“They’re nice,” I said.
“They’re expensive as hell,” he said. “But they last. This is my third year with these.”
“Hmm.” Okay, maybe that dickhead of a leather guy knew his craft. I still wasn’t buying anything from him.
Mitch wasn’t kidding. Even though his job right now was “walk around and look good” he was still busy. Patrons stopped him for photos, and I found myself dragged into a few of them myself. “Try and look happy about it,” Mitch murmured in my ear, but he couldn’t see how I was already smiling. It felt so right to be here with him, doing nothing in particular. Just existing next to him. I’d made it to the other side of the chasm, and I loved it here.

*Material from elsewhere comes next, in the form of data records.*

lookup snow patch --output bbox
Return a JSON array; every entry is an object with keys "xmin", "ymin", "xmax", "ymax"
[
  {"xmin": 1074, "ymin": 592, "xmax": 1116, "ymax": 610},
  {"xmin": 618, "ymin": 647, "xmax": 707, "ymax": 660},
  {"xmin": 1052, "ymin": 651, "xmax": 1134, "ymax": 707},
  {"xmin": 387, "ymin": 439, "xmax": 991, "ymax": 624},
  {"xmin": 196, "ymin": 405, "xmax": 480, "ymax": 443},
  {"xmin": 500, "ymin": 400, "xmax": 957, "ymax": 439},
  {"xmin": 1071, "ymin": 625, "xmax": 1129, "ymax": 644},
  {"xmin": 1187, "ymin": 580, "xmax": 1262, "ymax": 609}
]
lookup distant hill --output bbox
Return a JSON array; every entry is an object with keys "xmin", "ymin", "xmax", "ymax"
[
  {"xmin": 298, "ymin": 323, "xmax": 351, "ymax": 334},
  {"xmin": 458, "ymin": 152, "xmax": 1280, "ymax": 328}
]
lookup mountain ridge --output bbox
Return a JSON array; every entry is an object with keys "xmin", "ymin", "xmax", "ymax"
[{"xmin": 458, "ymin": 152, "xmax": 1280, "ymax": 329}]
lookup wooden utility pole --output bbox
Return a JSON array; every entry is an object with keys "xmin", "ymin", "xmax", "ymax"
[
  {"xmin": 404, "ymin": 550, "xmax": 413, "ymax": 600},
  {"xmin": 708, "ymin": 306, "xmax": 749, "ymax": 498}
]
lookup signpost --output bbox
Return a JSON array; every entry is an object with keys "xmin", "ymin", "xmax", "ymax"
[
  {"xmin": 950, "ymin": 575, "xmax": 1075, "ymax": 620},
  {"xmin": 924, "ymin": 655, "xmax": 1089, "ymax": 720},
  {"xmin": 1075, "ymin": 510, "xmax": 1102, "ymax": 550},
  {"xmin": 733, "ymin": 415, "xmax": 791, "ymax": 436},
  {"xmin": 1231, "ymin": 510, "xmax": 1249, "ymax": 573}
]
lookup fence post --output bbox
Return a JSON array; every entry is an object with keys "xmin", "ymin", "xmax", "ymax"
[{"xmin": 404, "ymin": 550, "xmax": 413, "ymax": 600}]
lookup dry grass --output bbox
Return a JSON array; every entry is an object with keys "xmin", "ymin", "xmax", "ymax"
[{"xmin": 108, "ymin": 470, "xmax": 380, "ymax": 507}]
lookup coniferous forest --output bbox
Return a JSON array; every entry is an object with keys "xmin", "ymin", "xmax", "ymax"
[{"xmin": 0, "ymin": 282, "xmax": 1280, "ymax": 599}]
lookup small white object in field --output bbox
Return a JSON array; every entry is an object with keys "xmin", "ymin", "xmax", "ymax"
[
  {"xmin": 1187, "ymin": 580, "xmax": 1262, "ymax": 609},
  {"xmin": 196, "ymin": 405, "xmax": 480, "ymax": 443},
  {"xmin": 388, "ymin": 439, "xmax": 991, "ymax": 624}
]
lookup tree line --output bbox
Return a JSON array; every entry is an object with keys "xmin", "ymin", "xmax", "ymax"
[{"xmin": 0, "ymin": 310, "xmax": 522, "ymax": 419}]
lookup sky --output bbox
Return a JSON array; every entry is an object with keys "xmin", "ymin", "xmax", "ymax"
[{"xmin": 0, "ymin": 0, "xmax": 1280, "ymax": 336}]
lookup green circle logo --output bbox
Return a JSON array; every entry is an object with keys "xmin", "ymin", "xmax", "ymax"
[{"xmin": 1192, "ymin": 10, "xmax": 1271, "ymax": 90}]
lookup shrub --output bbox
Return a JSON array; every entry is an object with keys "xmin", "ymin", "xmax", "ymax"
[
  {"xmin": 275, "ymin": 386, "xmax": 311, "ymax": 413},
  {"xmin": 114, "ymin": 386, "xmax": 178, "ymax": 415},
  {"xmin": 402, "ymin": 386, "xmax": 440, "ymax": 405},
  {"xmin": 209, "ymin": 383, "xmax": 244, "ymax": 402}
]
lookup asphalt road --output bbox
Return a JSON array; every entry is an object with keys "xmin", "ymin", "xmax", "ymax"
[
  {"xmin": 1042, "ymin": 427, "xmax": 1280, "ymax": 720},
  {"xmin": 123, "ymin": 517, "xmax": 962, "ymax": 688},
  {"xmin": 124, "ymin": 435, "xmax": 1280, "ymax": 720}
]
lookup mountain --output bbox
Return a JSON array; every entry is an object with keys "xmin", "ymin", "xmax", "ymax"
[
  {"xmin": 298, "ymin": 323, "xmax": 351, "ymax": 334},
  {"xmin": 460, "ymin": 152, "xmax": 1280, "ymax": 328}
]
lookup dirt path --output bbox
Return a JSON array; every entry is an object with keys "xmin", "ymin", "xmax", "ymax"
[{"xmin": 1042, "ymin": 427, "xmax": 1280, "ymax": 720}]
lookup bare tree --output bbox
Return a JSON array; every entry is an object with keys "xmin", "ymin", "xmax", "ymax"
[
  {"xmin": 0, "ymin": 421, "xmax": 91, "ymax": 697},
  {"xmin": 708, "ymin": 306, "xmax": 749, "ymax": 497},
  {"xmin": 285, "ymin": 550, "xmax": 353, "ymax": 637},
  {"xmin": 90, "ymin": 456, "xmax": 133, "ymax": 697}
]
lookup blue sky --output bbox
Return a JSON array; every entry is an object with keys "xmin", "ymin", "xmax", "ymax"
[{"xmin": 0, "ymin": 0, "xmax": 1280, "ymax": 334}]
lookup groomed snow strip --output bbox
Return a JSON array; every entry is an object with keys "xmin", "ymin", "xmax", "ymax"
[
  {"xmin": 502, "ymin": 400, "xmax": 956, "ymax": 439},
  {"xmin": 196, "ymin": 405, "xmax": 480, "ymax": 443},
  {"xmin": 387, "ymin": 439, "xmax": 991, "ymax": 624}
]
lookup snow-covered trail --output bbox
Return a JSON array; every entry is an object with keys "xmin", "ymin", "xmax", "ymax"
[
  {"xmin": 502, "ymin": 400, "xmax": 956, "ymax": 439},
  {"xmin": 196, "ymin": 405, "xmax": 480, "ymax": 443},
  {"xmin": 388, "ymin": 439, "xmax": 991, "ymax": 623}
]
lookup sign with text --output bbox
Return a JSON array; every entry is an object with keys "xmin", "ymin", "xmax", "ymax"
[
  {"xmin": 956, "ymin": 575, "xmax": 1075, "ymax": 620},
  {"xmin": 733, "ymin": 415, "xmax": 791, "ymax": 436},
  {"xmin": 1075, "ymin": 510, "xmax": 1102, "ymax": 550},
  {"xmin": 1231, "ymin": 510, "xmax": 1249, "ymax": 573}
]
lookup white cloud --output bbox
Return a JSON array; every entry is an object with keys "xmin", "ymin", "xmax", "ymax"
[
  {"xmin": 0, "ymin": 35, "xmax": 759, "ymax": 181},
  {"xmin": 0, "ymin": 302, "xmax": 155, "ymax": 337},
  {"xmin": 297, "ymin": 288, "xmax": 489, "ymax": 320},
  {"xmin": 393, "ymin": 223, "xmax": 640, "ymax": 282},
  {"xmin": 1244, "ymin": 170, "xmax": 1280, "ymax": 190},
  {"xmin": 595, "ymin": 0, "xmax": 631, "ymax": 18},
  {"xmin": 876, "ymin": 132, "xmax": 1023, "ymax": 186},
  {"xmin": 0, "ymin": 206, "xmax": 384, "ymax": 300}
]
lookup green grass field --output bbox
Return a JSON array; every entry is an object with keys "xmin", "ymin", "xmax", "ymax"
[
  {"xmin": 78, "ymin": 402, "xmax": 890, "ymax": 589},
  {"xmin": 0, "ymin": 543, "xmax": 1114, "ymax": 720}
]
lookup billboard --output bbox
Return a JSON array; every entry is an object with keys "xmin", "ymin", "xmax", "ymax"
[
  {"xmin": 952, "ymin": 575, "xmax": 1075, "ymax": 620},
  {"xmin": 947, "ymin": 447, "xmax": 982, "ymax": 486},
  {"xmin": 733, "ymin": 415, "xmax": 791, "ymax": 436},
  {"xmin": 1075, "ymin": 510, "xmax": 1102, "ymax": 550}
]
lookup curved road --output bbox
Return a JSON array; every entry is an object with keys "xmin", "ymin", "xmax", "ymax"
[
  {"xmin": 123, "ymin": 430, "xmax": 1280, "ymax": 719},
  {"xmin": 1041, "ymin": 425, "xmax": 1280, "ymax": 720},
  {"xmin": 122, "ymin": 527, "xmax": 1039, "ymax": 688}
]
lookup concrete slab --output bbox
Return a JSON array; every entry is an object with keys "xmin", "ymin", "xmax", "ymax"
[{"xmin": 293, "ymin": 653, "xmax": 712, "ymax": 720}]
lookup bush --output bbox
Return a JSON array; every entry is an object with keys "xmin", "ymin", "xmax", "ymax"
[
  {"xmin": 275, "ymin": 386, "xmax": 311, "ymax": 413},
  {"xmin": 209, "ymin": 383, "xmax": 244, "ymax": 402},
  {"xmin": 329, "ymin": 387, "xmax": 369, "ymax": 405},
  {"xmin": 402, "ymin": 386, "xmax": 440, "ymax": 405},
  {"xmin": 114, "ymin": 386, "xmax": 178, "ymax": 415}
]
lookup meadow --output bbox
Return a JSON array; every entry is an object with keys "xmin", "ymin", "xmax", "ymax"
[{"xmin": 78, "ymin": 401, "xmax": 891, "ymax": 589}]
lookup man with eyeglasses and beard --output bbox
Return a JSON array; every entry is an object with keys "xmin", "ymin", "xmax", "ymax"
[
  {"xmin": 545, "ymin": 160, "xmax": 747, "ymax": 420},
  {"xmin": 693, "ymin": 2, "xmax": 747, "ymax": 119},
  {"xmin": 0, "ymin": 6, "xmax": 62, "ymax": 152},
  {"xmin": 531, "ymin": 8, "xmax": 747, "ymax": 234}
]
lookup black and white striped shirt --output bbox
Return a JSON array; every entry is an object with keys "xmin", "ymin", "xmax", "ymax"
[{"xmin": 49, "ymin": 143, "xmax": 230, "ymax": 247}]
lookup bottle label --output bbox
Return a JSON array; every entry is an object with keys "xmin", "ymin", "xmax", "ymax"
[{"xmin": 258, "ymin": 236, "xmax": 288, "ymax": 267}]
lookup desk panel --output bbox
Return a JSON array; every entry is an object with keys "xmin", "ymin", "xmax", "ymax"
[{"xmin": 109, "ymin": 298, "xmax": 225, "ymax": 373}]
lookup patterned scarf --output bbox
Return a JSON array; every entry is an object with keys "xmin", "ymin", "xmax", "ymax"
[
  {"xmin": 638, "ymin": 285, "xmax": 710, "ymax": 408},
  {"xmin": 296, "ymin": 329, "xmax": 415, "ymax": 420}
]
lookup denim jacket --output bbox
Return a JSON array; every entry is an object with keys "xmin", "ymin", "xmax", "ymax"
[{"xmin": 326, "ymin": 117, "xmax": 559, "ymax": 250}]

We stopped for my now-traditional frozen lemonade, which I forced myself to eat instead of dumping directly down my dress. He checked in on the volunteers up front, making sure they were staying hydrated and weren’t screwing around on their phones when they should be handing out maps or otherwise interacting with the guests. We lingered in the back of the crowd when the Gilded Lilies sang, and I enjoyed watching Caitlin’s eyes pop out of their sockets when she caught sight of me. I bobbed an awkward curtsy in her direction before the set ended and we moved on. We took the circuitous route to the back of the grounds, where the last joust of the day was in full swing.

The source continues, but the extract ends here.